AES seems a little intense for Roblox, but its still really cool. I made my own simple but secure symmetric encryption method on roblox that I call “StratEncrypt”.

Do you think you could pull off a secure asymmetric encryption in Roblox? If so that would be amazing!

This would be far faster if Roblox had a native bitwise operations library - there already exists a easy to implement library for doing this, and I think its been suggested on DevForum before, so meh.

Also, lookup tables aren’t particularly quick in Lua… you might want to try finding something else other then xor8.

I Agree. With Lua 5.1 it should take 7 lines of C to implement xor. One for the function header, two lines for an assertion of the type of each argument, one line for the xor itself and pushing it onto the Lua stack, a return value of 1, a closing bracket, and a single line to add that function to the environment with a name. Backporting the Lua 5.2 bit32 library or 5.3 bitwise operators would also be a good option. They are super basic operations and there isn’t much of a reason not to support them.

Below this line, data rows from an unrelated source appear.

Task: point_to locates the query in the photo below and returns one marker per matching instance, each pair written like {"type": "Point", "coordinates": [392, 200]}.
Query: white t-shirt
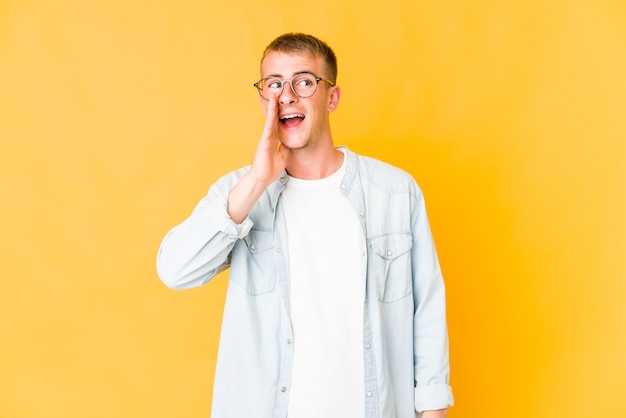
{"type": "Point", "coordinates": [327, 291]}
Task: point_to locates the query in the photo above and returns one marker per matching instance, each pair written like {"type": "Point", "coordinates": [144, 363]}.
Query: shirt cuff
{"type": "Point", "coordinates": [433, 397]}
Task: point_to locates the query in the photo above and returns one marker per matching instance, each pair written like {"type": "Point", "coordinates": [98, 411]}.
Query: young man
{"type": "Point", "coordinates": [336, 303]}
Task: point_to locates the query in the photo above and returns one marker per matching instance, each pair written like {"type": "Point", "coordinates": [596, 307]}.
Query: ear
{"type": "Point", "coordinates": [333, 98]}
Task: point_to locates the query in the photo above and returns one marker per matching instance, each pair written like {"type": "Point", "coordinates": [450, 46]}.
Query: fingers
{"type": "Point", "coordinates": [271, 118]}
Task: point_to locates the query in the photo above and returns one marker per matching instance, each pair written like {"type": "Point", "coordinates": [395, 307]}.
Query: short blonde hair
{"type": "Point", "coordinates": [302, 43]}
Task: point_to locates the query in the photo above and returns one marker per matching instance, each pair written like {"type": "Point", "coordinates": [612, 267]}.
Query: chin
{"type": "Point", "coordinates": [294, 143]}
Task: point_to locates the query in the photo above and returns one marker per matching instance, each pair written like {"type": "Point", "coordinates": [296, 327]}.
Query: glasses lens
{"type": "Point", "coordinates": [304, 85]}
{"type": "Point", "coordinates": [270, 87]}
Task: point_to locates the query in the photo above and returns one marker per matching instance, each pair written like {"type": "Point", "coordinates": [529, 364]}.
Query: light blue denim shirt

OpenSSL uses 5 lookup tables to combine the subByte and mixColumns steps into a single lookup with a couple 32 bit xors. I may split those 5 tables into 40 so I can do 32 simple 4-bit xor lookups without shifting instead of 4 32-bit xors (which requires division, mods, and multiplication). Options, options… I have some other things I need to take care of first though.


I should be able to pull off an implementation of ECDH. Were you thinking of using it for signing? That would be difficult if so. X25519 looks like a good option. Maybe once I find time.